If you are going to eat cicadas, here are a few tips to help you prepare and enjoy your delicious bugs. First, blanch your cicadas. Cicadas are wild insects and may come in contact with harmful microorganisms. Chefs recommend boiling cicadas for five minutes to get rid of impurities from the soil. After boiling your cicadas, dump them in a cold water bath to remove the legs and wings. If you do not mind the legs and wings, skip this step.
There are many options for cooking and flavoring cicadas. For cicada scampi, place a cooking pan on medium heat and sautee the cicadas in butter, garlic and basil. Cook your cicadas for about five minutes or until they are crispy. You can also marinate cicadas if you want them juicier. Try an overnight Worcestershire sauce marinade, then sautee them for a tasty meal.

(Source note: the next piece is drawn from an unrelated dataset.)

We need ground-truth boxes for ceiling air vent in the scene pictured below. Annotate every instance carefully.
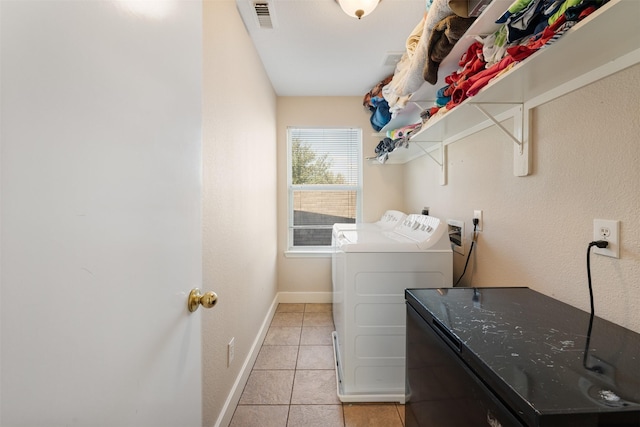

Once you’ve tried cooking your cicadas, you can also prepare them as a sweet dessert. Serving them dipped in chocolate makes a great treat.
The bottom line
For most people who have not tried eating cicadas, this is foreign territory to explore. However, those who have tasted cicadas say they are tasty, with a nutty/earthy flavor. They cook similar to shrimp and can be consumed alongside most dishes that are normally served with white meat.
If consuming cicadas can help the environment, we should all give it a thought. Cicadas are easily available and much healthier than most meat. There is nothing wrong with trying out a bug diet if it’s for the better.